The main index began on a strong note led by large cap construction and steel shares, and extended the gains with heavy buying by retail investors.
“Stocks related to economic cooperation between the two Koreas, such as the construction shares, led the index,” said Kim Sung-hwan, an analyst at Bookook Securities.
Individual investors bought a net 262.9 billion won worth of local stocks, while foreigners dumped a net 161.5 billion won and institutional investors offloaded a net 136.9 billion won.
The inter-Korean summit on Saturday - the second between South Korean President Moon Jae-in and North Korean leader Kim Jong-un - has revived prospects for next month’s meeting in Singapore between U.S. President Donald Trump and Kim, which had previously been cast into doubt by Trump.
Pyongyang expressed willingness to talk to the United States anytime and Trump recently hinted the summit could take place as originally planned. Senior officials from the United States and North Korea are now in talks to work out details of the summit.
Hyundai Engineering & Construction skyrocketed 29.89 percent to 79,100 won.
Top steelmaker Posco surged 2.31 percent to close at 354,000 won, and Hyundai Steel gained 14.48 percent to 67,200 won.

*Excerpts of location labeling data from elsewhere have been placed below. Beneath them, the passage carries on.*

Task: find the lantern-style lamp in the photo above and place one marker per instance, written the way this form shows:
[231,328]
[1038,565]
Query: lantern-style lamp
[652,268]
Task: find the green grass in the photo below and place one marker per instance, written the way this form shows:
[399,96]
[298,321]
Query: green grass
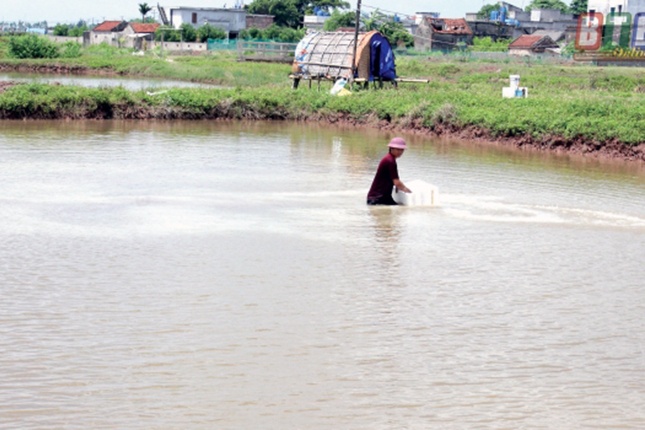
[571,101]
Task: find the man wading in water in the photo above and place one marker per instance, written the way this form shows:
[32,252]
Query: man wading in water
[387,176]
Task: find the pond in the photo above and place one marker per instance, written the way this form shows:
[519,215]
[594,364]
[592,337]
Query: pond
[229,275]
[129,83]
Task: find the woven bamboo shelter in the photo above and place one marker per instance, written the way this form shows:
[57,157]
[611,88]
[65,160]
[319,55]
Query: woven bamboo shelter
[328,55]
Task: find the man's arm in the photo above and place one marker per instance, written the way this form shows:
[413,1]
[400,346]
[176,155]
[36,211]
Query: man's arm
[401,186]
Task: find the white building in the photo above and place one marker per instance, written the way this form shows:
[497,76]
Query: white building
[607,6]
[230,20]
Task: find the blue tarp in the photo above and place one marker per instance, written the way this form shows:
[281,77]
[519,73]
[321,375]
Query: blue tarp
[381,59]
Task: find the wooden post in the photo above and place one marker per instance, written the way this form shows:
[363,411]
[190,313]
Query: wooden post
[358,21]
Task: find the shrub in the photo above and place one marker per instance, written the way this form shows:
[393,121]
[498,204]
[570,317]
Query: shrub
[32,46]
[71,50]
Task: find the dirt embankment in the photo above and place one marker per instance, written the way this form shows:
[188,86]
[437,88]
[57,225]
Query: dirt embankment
[56,69]
[611,149]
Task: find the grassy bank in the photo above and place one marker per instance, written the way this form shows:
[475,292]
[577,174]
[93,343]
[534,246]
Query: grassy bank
[567,104]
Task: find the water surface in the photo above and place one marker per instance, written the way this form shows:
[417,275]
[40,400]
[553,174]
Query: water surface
[210,275]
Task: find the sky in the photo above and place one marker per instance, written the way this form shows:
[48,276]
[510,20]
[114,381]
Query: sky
[71,11]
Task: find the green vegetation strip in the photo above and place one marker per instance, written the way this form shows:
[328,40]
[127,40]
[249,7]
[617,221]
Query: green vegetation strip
[568,101]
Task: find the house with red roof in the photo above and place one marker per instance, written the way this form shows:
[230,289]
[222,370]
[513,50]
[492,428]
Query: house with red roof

Tech shares were among the losers, with market behemoth Samsung Electronics falling 0.76 percent to 52,300 won.
The secondary Kosdaq soared 11.34 points, or 1.31 percent, to 879.69. The tech-heavy index was also buoyed by signs of geopolitical stability and rose as institutions and foreign investors bought construction and IT shares en masse.
Institutions bought a net 16.3 billion won, while foreigners purchased a net 98 billion won. Individuals offloaded a net 88.8 billion won.
The local currency ended at 1,074.20 won against the greenback, down 3.8 won from the previous session’s close.
Bond prices ended lower. The yield on three-year bonds rose 1 basis point to 2.21 percent, and the return on 10-year bonds also climbed 1 basis point to 2.73 percent.